We welcome proposals in the following topics:
1. Verbal charms in the context of narrative genres
·         Charms in the wider context of folk belief narratives
·         Belief narratives, saint legends and myths as charms
·         Belief narratives, saint legends and myths as amulet texts
·         Belief narratives, saint legends and myths as historiolas of charms
·         Verbal charms incorporated in belief narratives, fairy tales, epic songs etc.
·         Etiological legends of charms, charmers and charming
·         Etiological legends of a charm-text incorporated in the same charm-type (e.g. in Lilith Charm)
2. Verbal charms and belief narratives – comparative aspect
·         Interconnection between charms and belief narratives
·         How particular personages and themes of belief narratives operate in charms and vice versa (saints, demons, witch, Satan, other world, etc.)
·         In what different ways do belief narratives and verbal charms evoke the supernatural?
·         Ritual contacts with the other world in charms and belief narratives
3. Belief narratives about charmers and charming
·         Belief narratives about learning/inheriting verbal charms
·         Belief narratives about the use of verbal charms (prescriptions,  taboos, etc.)

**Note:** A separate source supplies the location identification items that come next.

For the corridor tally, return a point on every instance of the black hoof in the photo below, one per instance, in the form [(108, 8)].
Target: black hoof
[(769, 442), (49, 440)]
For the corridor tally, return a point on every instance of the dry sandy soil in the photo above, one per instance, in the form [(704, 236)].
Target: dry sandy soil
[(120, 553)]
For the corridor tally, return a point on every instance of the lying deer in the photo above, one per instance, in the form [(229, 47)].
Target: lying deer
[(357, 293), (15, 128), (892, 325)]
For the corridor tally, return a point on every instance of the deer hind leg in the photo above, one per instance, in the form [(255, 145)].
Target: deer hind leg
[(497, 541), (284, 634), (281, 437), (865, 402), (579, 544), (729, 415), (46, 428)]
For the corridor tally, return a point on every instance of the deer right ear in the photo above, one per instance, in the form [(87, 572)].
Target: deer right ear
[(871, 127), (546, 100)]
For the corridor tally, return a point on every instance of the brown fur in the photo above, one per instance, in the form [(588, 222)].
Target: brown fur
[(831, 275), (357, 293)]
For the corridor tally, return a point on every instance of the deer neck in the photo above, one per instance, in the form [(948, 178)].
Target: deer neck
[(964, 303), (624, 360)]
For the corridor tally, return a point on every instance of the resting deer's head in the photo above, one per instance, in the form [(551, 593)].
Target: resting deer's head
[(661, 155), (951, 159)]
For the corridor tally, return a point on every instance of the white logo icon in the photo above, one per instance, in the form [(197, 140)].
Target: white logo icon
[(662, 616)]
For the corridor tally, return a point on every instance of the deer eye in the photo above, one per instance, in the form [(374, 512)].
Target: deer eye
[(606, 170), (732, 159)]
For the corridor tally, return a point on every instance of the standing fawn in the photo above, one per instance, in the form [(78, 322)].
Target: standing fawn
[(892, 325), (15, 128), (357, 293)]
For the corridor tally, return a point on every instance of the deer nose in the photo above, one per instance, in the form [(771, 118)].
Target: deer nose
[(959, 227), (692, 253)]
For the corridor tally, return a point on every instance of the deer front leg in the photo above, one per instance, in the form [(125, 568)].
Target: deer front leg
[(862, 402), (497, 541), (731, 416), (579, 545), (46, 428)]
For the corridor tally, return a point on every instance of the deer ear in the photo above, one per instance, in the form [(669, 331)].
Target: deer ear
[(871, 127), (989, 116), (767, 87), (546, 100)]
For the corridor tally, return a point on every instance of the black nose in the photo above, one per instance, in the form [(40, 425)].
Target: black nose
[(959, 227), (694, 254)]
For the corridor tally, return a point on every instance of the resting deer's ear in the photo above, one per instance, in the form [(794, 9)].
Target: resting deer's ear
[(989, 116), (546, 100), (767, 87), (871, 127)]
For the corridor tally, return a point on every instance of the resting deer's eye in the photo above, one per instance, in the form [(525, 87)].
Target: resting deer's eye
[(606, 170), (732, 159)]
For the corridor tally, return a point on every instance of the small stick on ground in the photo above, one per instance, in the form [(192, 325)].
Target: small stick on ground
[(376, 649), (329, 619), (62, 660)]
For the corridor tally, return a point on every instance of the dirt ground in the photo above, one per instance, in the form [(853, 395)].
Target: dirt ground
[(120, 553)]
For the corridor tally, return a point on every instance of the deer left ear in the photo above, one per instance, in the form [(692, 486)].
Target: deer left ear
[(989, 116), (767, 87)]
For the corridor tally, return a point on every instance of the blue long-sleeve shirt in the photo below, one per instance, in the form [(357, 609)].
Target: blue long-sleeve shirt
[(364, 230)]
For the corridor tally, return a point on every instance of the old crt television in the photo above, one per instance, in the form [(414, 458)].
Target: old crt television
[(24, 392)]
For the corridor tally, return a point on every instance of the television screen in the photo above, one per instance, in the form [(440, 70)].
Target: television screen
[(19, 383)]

·         Belief narratives about healers and about healing with verbal charms
·         Belief narratives about diviners and divining using verbal divination methods
·         Belief narratives about midwives and childbirth – in connection with verbal charms
·         Belief narratives about any other magical practices using verbal charms (love magic, treasure hunting, theft magic etc.)
·         Charmers in witch-trials; belief narratives about charms and charmers in the court discourses of witchcraft accusations
4. A panel dedicated to the "Dreifrauensegen" and legends about three women (fate women, three healing women etc.)
5. A panel dedicated to baby stealing and killing demons, and the charms against them (Lilith Charm, Sisynnios Charm, Diebsegen etc.). Also legends about them (changeling legends etc.)

The language of the conference will be English; the projected length of the talks is 20 minutes. There will not be any registration fee, but the costs of accommodation and meals will have to be covered individually.
Please send your application by email to Éva Pócs (pocse@chello.hu), or to Mirjam Mencej (mirjam.mencej@ff.uni-lj.si)  including your details and an abstract of 10-15 line by no later than May 1st 2017.

We look forward to hearing from you,
best regards,
  Éva Pócs (professor emeritus)                             Mirjam Mencej (professor)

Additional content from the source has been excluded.